Per decenni, il lavoro delle ricamatrici di Tekit è rimasto un motore silenzioso dell'economia locale, una presenza costante ma invisibile nelle centinaia di officine familiari che producono la guayabera, la camicia simbolo della regione. Zelmy Domínguez e le sue compagne hanno vissuto in una sorta di penombra operosa, custodi di tecniche complesse come lo xmanikté — un nome che nella lingua maya significa "il fiore che vive per sempre". Questa tecnica non permette distrazioni: si esegue contando minuziosamente ogni singolo filo della trama del tessuto, senza alcun disegno tracciato in precedenza a guidare l'ago.

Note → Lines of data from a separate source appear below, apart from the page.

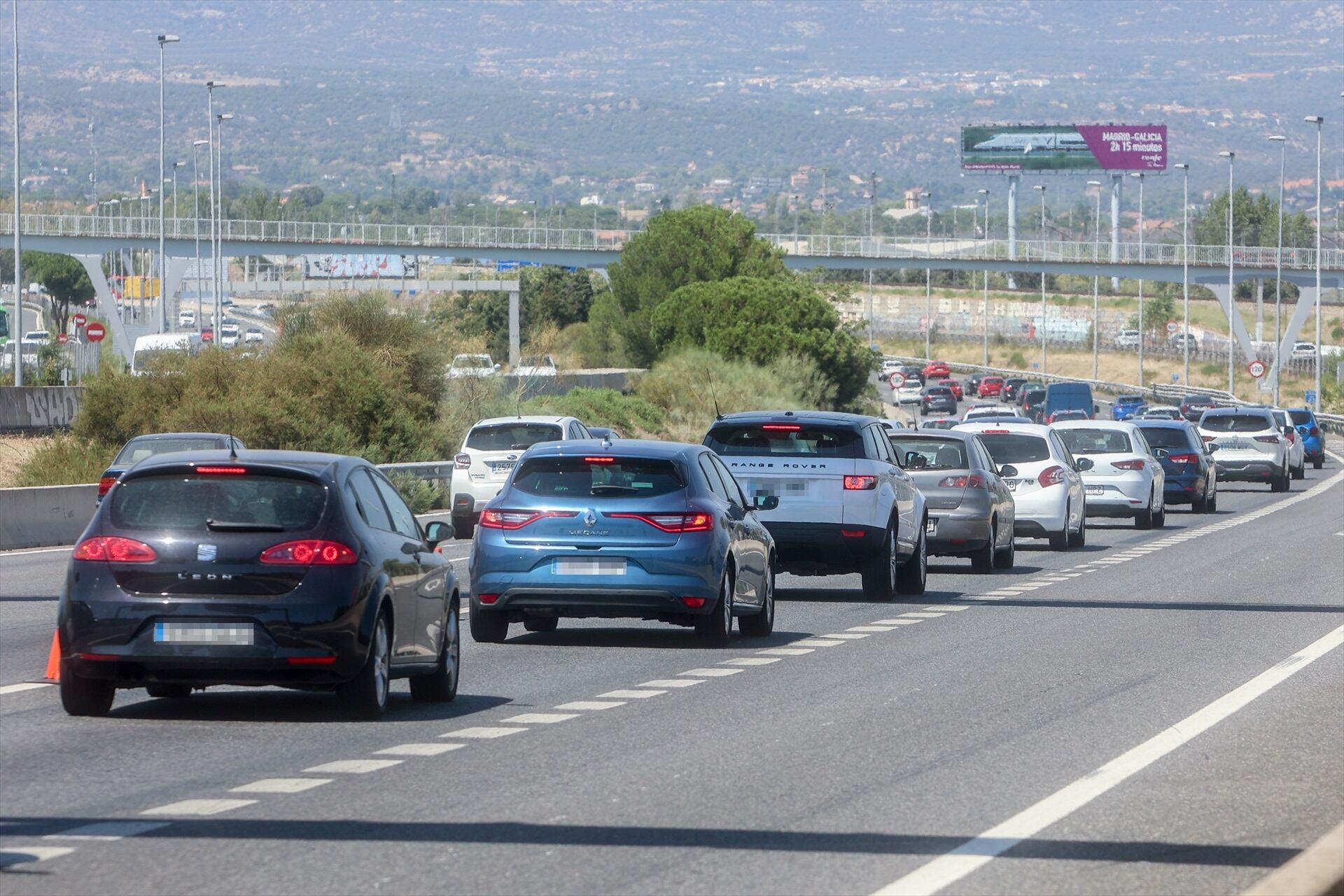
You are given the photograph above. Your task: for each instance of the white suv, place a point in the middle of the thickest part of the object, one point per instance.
(846, 505)
(1247, 444)
(491, 451)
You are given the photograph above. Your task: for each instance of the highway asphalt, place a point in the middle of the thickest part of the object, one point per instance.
(972, 719)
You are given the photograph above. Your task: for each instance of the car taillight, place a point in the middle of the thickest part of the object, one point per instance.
(308, 552)
(671, 522)
(112, 548)
(1051, 476)
(518, 519)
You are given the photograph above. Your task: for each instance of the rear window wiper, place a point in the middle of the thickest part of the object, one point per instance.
(232, 526)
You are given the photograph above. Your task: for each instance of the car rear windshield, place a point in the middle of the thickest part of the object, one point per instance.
(1166, 437)
(1236, 424)
(570, 477)
(784, 440)
(191, 501)
(1096, 441)
(1015, 448)
(939, 454)
(511, 437)
(137, 450)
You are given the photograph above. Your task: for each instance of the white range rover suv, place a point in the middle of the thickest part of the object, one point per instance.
(846, 504)
(491, 451)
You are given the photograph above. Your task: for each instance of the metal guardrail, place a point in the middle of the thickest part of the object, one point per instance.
(454, 237)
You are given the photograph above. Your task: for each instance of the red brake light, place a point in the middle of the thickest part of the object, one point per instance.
(309, 552)
(518, 519)
(1051, 476)
(111, 548)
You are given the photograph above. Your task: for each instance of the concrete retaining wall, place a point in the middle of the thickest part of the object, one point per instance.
(43, 516)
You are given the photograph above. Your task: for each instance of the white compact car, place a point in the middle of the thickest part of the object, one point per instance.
(1044, 480)
(1247, 447)
(491, 451)
(846, 504)
(1126, 479)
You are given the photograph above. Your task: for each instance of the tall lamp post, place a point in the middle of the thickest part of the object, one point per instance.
(1317, 121)
(1184, 270)
(163, 296)
(1278, 264)
(1231, 298)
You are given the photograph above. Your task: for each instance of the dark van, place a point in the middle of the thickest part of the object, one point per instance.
(1068, 397)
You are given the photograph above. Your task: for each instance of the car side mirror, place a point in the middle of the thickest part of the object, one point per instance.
(438, 531)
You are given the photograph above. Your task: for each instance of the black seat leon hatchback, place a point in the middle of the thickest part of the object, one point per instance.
(284, 568)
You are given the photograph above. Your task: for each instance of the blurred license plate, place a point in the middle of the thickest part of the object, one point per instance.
(203, 633)
(590, 567)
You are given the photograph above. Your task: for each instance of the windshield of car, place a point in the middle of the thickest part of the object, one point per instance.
(784, 440)
(1096, 441)
(608, 477)
(1236, 424)
(939, 454)
(511, 437)
(191, 501)
(1015, 448)
(140, 449)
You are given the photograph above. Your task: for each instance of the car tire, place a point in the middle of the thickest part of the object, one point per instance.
(913, 575)
(488, 626)
(760, 625)
(366, 695)
(441, 684)
(715, 629)
(83, 696)
(879, 571)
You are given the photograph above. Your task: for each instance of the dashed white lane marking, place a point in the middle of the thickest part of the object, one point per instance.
(353, 766)
(542, 718)
(590, 704)
(484, 732)
(24, 685)
(280, 786)
(198, 808)
(108, 830)
(977, 852)
(22, 855)
(417, 750)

Il progetto Bordamos en Comunidad, sostenuto dall'UNESCO e da istituzioni locali, ha trovato in Zelmy una delle voci più decise. Il culmine di questo sforzo è la pubblicazione di un volume che documenta il patrimonio vivente del ricamo maya, ma il vero cuore dell'opera è il Piano di Salvaguardia. Non si tratta di un semplice archivio di punti e colori, bensì di un impegno collettivo per garantire che il valore economico e culturale di questo lavoro resti nelle mani di chi lo crea, proteggendolo dal plagio delle grandi catene di moda internazionali.
La transizione raccontata da Zelmy è profonda: le donne sono passate dal nascondersi all'essere presenti. La dignità del loro mestiere si riflette ora nella stabilità economica e nella consapevolezza del proprio ruolo sociale. Dove un tempo c'era solo la fatica del ricamo su commissione, oggi c'è una comunità che decide le regole della propria arte.
Mentre le dita di Zelmy si muovono agili tra i fili di cotone e seta, il suo gesto non è più soltanto la ripetizione di una tradizione ereditata dalle madri. È un atto di affermazione. La protezione legale ottenuta dal Congresso dello Stato dello Yucatán e la nuova struttura commerciale creata attorno ai laboratori indipendenti assicurano che il "fiore che vive per sempre" non sia più soltanto una metafora poetica, ma una realtà tangibile per le prossime generazioni di ricamatrici.